Mandarinas dio a Zaza Urushadze el Premio del Público y la Mejor Dirección del Festival de Varsovia |
Nada hay más
terrible que la guerra. Y así lo ha demostrado el séptimo arte desde sus
orígenes. Sin embargo, tanto hemos oído el «no a la guerra» desde la magnífica Sin
novedad en el frente (Lewis Milestone, 1930) —la primera gran película receptora del Óscar—, que la frase parece haber perdido su valor. Conocemos los
estragos de los enfrentamientos bélicos y el absurdo hacia el que derivan.

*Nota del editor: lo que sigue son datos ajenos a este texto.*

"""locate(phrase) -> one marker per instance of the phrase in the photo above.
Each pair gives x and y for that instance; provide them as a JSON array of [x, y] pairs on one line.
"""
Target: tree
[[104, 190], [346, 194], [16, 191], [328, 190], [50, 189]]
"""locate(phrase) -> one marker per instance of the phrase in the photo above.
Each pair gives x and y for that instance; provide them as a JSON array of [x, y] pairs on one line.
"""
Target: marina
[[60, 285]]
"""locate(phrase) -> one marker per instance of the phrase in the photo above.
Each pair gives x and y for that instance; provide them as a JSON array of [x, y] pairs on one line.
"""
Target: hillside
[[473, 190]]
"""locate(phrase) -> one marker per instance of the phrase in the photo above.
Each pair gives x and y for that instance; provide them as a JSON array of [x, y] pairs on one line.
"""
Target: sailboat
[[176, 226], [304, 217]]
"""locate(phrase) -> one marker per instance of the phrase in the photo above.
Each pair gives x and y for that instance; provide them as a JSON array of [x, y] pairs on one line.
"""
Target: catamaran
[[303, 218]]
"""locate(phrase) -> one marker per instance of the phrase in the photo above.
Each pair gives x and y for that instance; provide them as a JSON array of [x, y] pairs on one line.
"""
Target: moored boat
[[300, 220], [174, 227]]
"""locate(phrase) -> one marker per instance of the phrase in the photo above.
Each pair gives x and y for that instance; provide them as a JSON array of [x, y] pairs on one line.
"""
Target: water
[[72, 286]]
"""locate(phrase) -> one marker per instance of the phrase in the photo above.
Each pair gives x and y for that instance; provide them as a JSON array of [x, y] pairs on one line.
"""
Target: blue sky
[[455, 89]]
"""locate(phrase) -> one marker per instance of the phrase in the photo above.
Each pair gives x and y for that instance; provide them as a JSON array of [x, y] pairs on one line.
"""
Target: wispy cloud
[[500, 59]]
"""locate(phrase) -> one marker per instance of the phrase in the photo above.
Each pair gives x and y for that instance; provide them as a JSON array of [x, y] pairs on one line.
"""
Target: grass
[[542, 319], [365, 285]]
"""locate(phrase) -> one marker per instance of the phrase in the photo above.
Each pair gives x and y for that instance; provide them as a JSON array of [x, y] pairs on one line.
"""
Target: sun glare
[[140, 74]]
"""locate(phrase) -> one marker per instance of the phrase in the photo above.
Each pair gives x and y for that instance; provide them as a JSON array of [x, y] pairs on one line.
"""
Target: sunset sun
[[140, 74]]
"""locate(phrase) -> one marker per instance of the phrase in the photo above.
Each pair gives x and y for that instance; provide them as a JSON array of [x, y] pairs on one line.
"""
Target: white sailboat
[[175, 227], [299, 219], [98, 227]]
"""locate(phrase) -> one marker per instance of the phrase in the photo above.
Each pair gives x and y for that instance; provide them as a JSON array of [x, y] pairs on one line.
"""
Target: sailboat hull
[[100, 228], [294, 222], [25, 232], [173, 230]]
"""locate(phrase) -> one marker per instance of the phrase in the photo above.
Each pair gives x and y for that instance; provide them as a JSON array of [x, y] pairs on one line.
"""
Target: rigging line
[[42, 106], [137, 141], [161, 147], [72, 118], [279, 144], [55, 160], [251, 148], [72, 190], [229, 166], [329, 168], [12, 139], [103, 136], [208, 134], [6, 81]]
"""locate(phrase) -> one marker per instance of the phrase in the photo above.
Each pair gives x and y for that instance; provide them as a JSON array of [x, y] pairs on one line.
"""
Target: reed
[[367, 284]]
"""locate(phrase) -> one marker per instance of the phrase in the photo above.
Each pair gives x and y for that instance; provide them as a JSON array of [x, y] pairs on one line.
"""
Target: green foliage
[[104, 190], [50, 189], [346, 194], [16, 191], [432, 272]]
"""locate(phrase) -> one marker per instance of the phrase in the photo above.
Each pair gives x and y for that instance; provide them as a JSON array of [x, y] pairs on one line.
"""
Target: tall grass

Sabemos que enfrentan a las culturas entre sí y convierten en monstruos a
hombres corrientes. Recordamos que pocas confrontaciones tienen conclusiones
felices y que la mayoría concluyen por la desesperación de ambos bandos y no
por triunfo alguno: en la guerra, no hay victorias verdaderas. Quizá por lo
bien que nos sabemos la teoría, el cine bélico lo tiene complicado a la hora de
impactar al espectador y, lo que es más importante, de captar su atención. A
menudo, los manifiestos anti-belicistas más efectivos no se encuentran en obras
puramente bélicas, sino en aquellas que limitan las metralletas y explosiones y
se centran en los auténticos protagonistas de toda confrontación: las personas
atrapadas en ella. Apocalypse Now (Francis Ford Coppola, 1979), Cuando
el viento sopla (Jimmy T.
Murakami, 1986), La tumba de las luciérnagas (Isao
Takahata, 1988), La delgada línea roja (Terrence Malick, 1998) o Las
flores de la guerra (Zhang Yimou, 2011) son cinco excelentes ejemplos
de ello.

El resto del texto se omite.